Emerging plans to build 1,300 homes and double the size of Tangmere were discussed by parish councillors and members of the public at an extraordinary meeting on Wednesday.
The major development will include a range of new facilities such as a primary school, sports space, a retail ‘high street’, and strong landscaping around key parts of the historic village.
Speakers made clear that they expected the Neighbourhood Plan to be wholeheartedly respected as part of the ‘one village’ vision - which included maintaining the setting of the 1,000 year-old St Andrews Church and the war graves by not permitting any development in the field north of the Grade I listed site.
There was a suggestion that ten to 12 homes could be constructed in the north of the field south of Cheshire Crescent. This breaching of the field was said to be ‘vehemently opposed’ by the parish council.
Masterplanning consultant for the parish, Brendan O’Neill, told the meeting he thought the argument the homes were needed to overlook the field for security purposes was a weak one.
“If there was a real issue of having sight of that space, housing [in that area] would not be sufficient, if it was needed it would need to be on all three sides.”
Councillor Paul Spencer-Ellis said the housing was a ‘Trojan Horse’ to build more homes on the green space.
The council chairman Andrew Irwin who lives near the site declared an interest and removed himself from that part of the debate.
Some residents also expressed strong concerns about any attempt to create a ‘rat run’ by turning a residential road, Malcolm Road, into a through road.
However, they seemed reassured by an option that would avoid such a scenario – creating a pedestrianised ‘high street’ rather than a continuous road.
The plan to nearly double the village is the subject of a compulsory purchase order by Chichester District Council with the vision of creating a cohesive village out of the old and new halves.
Mr Irwin said the parish had wanted ‘east-west connectivity’ as a core feature but that did not mean it had to have two-way traffic ‘through the heart of the village’.

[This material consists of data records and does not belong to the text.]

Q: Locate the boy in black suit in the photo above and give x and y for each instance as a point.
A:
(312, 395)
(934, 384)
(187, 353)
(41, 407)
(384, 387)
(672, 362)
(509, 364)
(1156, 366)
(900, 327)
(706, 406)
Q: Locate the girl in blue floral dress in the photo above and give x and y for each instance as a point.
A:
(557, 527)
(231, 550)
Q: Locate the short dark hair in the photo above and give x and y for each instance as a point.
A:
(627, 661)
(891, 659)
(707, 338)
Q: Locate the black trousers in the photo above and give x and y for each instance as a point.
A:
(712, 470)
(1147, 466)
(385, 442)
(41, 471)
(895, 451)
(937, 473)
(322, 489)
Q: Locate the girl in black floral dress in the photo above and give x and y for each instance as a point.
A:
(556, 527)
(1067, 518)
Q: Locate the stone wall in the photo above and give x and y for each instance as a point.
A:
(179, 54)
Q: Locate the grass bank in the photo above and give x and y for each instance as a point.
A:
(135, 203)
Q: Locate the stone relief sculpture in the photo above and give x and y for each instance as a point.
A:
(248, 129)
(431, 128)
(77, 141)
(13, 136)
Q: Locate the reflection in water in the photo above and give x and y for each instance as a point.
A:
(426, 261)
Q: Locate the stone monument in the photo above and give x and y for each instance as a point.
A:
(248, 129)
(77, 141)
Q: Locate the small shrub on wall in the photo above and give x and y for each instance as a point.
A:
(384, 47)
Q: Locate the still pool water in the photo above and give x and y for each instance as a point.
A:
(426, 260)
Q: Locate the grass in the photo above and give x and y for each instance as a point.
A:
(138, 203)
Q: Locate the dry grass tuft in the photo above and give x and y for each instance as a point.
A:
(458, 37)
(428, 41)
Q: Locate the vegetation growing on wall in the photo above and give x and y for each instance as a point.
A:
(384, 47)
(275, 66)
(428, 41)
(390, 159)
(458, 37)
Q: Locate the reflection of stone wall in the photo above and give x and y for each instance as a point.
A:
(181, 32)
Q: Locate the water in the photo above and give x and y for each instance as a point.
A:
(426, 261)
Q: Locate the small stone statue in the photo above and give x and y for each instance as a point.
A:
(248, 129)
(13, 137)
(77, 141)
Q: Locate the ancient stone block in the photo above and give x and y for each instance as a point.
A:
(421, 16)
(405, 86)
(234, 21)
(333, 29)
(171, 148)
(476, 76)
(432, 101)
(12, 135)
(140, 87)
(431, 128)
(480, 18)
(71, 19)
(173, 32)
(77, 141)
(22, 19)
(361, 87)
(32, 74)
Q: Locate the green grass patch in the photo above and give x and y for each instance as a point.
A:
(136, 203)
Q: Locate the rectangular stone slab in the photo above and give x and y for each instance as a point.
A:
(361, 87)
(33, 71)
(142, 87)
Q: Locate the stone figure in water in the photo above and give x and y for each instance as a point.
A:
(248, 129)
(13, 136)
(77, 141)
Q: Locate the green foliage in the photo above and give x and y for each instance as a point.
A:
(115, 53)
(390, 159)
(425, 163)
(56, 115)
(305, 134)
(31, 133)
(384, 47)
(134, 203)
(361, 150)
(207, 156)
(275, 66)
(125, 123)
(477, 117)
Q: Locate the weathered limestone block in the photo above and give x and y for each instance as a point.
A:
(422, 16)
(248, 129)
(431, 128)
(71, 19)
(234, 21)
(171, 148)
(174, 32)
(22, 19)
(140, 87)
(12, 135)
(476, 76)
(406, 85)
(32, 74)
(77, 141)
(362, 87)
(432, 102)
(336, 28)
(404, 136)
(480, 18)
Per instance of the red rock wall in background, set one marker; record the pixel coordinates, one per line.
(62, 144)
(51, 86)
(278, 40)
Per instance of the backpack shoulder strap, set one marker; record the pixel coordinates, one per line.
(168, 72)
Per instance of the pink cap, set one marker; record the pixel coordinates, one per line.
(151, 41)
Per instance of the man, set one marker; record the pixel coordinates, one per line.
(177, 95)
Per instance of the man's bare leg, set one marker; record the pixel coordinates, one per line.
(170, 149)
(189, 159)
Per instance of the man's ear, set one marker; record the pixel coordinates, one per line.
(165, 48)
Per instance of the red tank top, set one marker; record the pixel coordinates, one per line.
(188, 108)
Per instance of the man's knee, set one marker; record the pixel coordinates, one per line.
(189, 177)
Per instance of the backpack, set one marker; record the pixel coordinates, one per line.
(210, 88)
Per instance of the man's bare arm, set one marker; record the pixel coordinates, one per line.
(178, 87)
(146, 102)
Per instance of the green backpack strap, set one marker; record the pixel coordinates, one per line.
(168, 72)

He also noted that there were allocated funds for new community and sports facilities – either as a new building elsewhere in the development, or as an extension to the existing village centre.
A new facility would be his preference, he said, possibly as a ‘bookend’ to the main street: “I don’t want to throw away a large new community facility that we have already got the [district] council to say is essential.”
He encouraged everyone who wanted to give feedback on the plan, particularly those who lived in areas that would be next to new housing, to attend a drop-in event by developer Countryside on Thursday, September 26.
Current drawings of the emerging masterplan will be available to view from 12pm to 8pm at the village hall.
There will also be an opportunity to view plans at the summer fair on September 21.
A masterplan is expected to be produced in November, with an outline planning application to follow in around February, the meeting heard.
Mike Bleakley, case officer for the development at Chichester District Council, gave assurances that the development would be 1,300 homes, ‘no more, no less’, after an increase to the 1,000 homes originally planned.
In the past, villagers have supported the enlargement of the village through the Neighbourhood Plan – a legal document that was formally approved by a local referendum – provided excellent community facilities including a new primary school were funded; the fields surrounding St Andrew’s Church and Saxon Meadow were preserved as green space with sports fields, allotments and a community orchard; and the points where the old village met the new were developed with extreme sensitivity.
 The editor of the Observer attended the meeting and spoke in a personal capacity. For that reason he asked for an independent editor to oversee the publication of this report.